Instagram / LibCST

A concrete syntax tree parser and serializer library for Python that preserves many aspects of Python's abstract syntax tree
https://libcst.readthedocs.io/
Other
1.57k stars 192 forks source link

FullyQualifiedNameProvider: Optionally consider pyproject.toml files when determining a file's module name and package #1148

Closed camillol closed 5 months ago

camillol commented 6 months ago

When determining the module name and package for a source file, LibCST currently takes the file name relative to the repository root. With this change, it will instead look for the closest directory containing a pyproject.toml file in the file's ancestors, and consider the file name relative to that directory.

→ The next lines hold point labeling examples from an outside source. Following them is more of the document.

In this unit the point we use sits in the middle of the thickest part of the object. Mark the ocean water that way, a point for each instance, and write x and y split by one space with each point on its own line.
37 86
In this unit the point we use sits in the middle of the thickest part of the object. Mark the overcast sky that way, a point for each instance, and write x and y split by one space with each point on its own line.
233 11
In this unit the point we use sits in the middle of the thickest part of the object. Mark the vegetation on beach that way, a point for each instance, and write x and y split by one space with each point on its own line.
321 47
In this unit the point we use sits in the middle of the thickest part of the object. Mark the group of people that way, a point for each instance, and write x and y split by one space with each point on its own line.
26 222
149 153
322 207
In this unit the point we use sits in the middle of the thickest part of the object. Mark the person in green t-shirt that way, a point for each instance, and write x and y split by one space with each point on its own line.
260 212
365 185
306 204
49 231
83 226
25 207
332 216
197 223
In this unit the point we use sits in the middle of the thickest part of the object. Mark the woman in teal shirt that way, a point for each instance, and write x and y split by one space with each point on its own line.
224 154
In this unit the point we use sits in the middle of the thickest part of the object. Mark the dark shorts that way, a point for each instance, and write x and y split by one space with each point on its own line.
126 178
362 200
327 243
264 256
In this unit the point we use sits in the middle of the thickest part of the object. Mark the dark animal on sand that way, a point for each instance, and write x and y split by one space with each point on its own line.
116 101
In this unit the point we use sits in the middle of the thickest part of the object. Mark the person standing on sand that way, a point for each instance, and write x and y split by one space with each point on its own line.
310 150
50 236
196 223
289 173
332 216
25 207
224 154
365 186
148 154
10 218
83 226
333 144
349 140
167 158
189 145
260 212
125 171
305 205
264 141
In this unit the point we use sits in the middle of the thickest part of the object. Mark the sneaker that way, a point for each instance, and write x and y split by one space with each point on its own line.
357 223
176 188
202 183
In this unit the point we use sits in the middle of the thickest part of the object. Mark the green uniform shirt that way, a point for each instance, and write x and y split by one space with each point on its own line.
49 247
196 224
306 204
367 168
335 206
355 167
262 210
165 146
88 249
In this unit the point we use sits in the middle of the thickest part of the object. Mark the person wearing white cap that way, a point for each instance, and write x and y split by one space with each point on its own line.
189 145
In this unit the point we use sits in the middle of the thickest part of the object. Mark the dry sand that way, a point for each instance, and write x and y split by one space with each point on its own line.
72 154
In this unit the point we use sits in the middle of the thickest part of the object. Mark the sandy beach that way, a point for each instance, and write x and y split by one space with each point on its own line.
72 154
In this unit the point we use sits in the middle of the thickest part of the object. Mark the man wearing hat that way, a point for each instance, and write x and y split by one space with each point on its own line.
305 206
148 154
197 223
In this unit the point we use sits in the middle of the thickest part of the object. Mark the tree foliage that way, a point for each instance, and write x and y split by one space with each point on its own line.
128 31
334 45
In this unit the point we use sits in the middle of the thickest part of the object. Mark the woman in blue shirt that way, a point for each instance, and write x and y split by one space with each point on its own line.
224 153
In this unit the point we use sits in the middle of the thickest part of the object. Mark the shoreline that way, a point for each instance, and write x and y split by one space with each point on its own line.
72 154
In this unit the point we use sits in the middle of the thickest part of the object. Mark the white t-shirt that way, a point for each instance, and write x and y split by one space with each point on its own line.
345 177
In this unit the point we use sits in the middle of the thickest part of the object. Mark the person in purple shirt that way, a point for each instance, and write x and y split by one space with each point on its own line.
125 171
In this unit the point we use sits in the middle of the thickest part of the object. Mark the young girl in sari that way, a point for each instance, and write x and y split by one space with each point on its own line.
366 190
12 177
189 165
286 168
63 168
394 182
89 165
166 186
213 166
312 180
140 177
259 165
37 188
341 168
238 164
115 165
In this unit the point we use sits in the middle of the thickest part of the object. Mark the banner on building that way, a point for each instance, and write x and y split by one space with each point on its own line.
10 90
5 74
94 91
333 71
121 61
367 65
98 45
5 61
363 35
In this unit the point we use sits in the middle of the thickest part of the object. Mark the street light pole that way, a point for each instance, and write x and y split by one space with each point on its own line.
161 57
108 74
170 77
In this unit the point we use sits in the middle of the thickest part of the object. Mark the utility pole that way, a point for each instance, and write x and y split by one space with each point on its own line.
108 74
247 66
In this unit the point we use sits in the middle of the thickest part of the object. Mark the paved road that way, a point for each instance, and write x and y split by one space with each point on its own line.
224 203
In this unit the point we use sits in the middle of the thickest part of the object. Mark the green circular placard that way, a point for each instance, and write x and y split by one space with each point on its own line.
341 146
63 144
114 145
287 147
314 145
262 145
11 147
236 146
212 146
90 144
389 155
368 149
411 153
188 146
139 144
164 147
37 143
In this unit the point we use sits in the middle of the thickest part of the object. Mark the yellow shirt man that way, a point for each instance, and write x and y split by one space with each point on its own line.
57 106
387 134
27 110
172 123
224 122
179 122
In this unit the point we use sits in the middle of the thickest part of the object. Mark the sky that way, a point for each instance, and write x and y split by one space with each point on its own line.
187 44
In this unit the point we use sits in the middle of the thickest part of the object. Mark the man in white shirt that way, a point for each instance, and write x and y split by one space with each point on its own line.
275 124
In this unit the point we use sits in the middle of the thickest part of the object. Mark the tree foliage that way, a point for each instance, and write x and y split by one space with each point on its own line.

This gives correct module and package names when processing a repository containing multiple packages. For files that are not covered by a pyproject.toml, the search ends with the given repository root, thus retaining the old behavior.

camillol commented 6 months ago

@zsol thanks for taking a look! For context, my use case is a single repository containing many interdependent packages. Because of the interdependencies, it needs to be analyzed as a whole (e.g. I need information on the entire class hierarchy, which spans multiple packages).

AFAICT, the main user of calculate_module_and_package (and the one I'm interested in) is FullyQualifiedNameProvider. It works with FullRepoManager, and the gen_cache method receives only the repo root path and a list of file paths to process.

So, it's not feasible for me to have a separate repo root per package, and I don't see a way to feed the package information into FQNP.gen_cache given the current signature.

AFAICT, gen_cache is meant to do I/O, and does I/O in other providers (e.g. TypeInferenceProvider). I assume the requirement for calculate_module_and_package not to do I/O is for testing purposes. I could make a variant of this function and have FQNP call it, although it could cause problems down the road if something else decides to call calculate_module_and_package and gets inconsistent results with FQNP.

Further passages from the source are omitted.